What Deliverables to Expect
A competent email agency managing a DTC brand should deliver, at minimum:
- Monthly: 8-12 campaigns (2-3 per week), ongoing flow optimization, A/B tests with documented results, list growth initiatives, and a performance report with strategic commentary
- Quarterly: Full flow audit and refresh, segmentation strategy review, deliverability health check, and a strategic roadmap for the next quarter
- As needed: Product launch sequences, seasonal campaign planning, holiday strategy, and new flow builds
How to Evaluate Results
Give a new agency 90 days before judging results. The first 30 days are onboarding, auditing, and building. Days 30-60 are launching and iterating. Days 60-90 are when you start seeing the real trajectory.

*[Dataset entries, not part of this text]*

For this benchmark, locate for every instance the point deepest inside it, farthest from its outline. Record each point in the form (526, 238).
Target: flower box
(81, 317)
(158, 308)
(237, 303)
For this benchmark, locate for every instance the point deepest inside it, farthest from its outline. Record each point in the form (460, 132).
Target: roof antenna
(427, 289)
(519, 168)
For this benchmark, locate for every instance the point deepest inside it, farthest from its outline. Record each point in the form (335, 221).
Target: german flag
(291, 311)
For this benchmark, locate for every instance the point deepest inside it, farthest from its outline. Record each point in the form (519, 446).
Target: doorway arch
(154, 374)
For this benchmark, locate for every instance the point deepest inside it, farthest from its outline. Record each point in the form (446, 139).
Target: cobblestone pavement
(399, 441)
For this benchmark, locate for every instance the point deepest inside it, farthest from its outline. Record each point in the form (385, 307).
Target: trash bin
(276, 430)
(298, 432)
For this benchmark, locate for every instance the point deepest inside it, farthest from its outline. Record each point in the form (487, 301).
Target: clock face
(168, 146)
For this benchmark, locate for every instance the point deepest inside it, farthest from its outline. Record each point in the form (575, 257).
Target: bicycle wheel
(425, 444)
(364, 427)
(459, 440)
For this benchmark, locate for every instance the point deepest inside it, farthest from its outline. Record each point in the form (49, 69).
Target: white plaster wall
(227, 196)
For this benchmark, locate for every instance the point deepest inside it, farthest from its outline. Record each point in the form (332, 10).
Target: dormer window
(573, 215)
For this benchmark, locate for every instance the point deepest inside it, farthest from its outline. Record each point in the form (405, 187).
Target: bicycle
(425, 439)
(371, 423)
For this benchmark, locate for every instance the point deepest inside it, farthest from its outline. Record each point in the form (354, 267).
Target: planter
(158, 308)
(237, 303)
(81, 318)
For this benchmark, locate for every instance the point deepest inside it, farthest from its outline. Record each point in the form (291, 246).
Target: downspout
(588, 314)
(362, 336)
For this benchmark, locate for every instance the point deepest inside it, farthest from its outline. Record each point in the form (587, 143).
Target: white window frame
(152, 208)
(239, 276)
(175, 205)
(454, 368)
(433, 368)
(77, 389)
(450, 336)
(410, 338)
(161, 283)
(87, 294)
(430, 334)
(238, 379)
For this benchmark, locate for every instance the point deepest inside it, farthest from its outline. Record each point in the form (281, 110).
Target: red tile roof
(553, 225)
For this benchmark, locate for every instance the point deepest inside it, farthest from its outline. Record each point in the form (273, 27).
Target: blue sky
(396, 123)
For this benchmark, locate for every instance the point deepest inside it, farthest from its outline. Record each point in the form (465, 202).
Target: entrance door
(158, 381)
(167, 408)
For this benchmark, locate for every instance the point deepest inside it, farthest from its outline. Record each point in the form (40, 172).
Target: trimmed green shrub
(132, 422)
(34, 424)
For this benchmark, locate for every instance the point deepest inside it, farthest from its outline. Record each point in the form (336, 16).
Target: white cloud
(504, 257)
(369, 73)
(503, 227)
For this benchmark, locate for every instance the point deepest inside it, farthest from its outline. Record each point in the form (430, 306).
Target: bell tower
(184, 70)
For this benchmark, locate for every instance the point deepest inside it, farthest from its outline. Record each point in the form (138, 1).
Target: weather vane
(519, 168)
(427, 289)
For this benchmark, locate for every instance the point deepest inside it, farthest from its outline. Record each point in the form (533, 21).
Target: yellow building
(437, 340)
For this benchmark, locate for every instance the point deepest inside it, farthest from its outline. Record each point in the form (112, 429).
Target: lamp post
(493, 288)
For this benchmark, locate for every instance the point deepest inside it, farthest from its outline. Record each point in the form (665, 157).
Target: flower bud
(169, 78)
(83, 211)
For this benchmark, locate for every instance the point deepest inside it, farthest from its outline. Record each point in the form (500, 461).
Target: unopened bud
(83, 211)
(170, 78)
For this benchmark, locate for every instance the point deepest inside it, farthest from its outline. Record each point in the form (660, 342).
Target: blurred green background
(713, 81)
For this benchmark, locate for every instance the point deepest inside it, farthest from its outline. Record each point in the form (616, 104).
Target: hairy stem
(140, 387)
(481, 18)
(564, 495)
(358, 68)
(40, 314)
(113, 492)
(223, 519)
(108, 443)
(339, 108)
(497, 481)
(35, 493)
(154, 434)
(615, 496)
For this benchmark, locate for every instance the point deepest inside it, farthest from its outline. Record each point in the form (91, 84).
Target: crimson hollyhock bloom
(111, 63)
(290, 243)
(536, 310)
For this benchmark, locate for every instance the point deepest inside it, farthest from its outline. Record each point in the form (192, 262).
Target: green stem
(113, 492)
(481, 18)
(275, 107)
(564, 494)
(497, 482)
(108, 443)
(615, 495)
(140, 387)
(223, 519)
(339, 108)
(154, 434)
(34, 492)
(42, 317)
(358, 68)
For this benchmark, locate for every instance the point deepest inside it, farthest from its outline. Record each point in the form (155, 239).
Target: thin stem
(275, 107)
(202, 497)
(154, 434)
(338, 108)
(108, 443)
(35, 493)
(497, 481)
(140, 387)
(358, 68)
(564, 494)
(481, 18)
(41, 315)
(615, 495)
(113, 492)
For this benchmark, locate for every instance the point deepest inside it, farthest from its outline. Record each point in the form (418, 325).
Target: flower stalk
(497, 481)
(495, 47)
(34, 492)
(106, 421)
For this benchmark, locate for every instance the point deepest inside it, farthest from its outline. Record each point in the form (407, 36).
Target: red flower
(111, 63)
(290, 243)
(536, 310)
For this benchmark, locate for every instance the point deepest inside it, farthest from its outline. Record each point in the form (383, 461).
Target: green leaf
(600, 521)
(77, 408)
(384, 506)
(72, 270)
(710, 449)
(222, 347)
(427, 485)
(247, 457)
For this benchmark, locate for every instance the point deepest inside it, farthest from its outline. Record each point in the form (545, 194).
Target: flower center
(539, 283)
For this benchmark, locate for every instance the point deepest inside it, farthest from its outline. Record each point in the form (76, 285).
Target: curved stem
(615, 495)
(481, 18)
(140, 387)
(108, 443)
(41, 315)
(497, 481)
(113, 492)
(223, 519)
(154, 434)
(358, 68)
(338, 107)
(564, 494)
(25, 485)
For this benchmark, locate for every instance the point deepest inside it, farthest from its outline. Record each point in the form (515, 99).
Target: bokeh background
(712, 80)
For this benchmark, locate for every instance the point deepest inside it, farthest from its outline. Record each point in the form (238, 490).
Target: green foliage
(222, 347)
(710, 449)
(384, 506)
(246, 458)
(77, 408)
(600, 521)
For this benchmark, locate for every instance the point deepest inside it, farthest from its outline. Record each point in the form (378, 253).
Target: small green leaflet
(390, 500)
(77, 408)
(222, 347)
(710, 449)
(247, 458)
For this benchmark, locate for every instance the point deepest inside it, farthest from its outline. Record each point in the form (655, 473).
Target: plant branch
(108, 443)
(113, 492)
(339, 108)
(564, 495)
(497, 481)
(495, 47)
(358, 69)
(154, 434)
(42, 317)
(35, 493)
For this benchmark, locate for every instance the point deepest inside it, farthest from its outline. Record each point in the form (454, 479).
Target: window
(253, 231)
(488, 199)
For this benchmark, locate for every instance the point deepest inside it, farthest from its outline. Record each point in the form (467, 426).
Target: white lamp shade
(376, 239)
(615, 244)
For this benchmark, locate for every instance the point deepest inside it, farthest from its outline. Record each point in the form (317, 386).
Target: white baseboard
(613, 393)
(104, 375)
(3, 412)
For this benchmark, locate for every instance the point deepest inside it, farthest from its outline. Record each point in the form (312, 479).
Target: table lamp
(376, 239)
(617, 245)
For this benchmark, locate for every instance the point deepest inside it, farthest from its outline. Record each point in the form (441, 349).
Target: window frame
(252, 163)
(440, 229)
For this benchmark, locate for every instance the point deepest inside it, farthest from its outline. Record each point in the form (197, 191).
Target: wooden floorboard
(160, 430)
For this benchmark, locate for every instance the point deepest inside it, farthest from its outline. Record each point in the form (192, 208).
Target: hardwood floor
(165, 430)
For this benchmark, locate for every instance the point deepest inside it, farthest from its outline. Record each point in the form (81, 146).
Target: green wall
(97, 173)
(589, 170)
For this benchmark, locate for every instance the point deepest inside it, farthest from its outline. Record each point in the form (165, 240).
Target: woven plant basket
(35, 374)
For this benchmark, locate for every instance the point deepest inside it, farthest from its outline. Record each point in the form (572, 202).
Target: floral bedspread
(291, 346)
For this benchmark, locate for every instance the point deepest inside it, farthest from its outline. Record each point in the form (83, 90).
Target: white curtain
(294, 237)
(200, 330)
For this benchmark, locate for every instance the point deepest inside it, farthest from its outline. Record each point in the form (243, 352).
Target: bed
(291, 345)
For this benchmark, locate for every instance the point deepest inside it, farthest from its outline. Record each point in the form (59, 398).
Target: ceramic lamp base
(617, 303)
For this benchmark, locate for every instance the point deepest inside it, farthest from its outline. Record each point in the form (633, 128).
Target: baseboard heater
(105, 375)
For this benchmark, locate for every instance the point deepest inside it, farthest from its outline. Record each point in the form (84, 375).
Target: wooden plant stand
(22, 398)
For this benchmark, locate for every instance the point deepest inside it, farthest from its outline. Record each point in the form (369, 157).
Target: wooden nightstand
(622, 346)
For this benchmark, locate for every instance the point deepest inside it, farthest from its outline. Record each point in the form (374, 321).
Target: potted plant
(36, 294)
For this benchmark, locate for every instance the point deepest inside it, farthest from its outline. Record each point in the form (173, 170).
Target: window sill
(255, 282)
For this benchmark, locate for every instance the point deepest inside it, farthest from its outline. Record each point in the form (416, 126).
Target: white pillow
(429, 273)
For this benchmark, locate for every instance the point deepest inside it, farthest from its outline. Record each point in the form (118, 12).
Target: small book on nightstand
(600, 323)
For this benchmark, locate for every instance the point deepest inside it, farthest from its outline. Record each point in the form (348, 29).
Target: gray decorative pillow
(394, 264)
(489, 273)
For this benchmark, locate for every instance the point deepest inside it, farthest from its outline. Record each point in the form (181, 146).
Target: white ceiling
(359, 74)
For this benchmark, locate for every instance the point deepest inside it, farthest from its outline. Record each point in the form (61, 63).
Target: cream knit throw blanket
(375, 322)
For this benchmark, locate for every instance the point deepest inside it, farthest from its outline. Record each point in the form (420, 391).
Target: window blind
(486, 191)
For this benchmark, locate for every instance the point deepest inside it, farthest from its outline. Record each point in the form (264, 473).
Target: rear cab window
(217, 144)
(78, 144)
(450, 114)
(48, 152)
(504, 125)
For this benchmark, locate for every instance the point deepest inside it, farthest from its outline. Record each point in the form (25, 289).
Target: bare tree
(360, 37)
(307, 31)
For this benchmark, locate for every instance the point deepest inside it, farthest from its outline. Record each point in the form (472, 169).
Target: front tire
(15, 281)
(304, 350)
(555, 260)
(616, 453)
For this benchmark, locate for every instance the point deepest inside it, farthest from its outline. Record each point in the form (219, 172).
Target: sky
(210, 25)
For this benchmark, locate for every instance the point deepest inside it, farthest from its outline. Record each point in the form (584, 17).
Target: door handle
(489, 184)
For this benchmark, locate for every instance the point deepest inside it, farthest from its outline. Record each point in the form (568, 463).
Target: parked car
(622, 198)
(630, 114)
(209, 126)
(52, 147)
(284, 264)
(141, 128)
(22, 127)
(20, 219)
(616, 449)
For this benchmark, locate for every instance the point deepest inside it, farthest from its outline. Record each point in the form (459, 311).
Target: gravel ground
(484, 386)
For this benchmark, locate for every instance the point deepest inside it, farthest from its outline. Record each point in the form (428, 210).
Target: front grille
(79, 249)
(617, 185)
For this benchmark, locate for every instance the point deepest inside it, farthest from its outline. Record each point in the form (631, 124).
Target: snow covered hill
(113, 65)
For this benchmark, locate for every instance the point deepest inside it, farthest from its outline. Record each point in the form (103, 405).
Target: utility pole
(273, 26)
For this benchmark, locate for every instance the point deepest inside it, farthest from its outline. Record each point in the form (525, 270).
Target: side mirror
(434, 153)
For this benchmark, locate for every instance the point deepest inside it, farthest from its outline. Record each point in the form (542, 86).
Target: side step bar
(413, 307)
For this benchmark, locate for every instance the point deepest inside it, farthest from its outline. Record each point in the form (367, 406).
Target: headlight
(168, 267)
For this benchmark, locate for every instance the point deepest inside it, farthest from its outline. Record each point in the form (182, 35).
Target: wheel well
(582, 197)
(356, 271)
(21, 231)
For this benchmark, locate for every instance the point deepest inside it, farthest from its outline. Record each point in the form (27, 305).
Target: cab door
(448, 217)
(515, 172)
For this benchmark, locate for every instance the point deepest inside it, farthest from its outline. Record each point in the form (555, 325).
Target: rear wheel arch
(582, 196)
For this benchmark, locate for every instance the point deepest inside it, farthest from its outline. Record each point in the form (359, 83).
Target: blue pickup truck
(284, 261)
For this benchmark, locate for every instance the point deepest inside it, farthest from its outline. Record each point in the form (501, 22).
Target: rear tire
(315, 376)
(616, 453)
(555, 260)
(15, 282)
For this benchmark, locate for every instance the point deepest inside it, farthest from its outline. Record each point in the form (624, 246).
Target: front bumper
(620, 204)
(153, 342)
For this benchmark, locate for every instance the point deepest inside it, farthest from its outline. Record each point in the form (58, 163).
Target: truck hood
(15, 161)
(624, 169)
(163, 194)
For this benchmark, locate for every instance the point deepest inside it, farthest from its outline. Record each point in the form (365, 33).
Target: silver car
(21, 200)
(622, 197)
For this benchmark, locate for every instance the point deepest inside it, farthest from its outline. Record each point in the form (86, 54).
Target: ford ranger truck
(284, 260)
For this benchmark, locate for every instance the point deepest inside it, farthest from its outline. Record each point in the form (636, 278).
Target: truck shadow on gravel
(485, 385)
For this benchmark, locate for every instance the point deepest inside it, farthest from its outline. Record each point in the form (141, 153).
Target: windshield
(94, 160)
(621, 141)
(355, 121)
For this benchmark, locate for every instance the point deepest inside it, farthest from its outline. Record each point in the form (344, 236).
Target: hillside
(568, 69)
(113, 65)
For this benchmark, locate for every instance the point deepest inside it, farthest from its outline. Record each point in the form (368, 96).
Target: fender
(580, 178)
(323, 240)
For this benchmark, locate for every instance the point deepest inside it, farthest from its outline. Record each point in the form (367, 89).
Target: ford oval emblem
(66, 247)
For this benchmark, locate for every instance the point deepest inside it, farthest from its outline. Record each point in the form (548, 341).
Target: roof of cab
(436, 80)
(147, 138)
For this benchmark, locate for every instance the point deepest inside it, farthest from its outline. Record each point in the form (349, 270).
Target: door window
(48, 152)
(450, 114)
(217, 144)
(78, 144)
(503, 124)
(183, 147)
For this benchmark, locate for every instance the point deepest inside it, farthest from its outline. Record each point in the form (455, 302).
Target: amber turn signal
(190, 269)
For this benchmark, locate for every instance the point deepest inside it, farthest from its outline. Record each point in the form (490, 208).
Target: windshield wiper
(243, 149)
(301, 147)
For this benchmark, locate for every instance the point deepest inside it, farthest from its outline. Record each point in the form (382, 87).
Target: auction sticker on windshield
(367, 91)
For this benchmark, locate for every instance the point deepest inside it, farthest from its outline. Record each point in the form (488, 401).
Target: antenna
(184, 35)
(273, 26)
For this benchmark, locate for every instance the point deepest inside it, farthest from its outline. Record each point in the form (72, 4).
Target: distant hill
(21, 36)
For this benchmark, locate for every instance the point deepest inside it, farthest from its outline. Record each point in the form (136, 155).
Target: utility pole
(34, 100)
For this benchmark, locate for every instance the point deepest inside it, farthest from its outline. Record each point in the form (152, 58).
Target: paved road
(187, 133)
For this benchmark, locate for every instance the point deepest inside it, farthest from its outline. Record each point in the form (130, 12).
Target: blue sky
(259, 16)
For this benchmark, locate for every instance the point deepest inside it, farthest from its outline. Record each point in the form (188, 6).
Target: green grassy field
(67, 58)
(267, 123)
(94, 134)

Key metrics to evaluate at the 90-day mark:
- Email revenue as percentage of total revenue: Should be trending toward 25-35% for a healthy DTC brand
- List growth rate: Should be positive and accelerating
- Flow revenue growth: Flows should be outperforming whatever you had before the agency
- Deliverability: Inbox placement should be stable or improving
- Strategic contribution: Are they bringing ideas or just executing your requests?
When to Switch Agencies
Not every agency relationship is meant to last forever. Consider switching when results have plateaued for two or more quarters despite feedback, communication has degraded and you are chasing them for updates, your brand has outgrown their capabilities, or they have stopped bringing new ideas to the table. Before switching, have an honest conversation with your current agency. Sometimes a reset conversation fixes what feels broken. But if the core issues persist after that conversation, it is time to move on.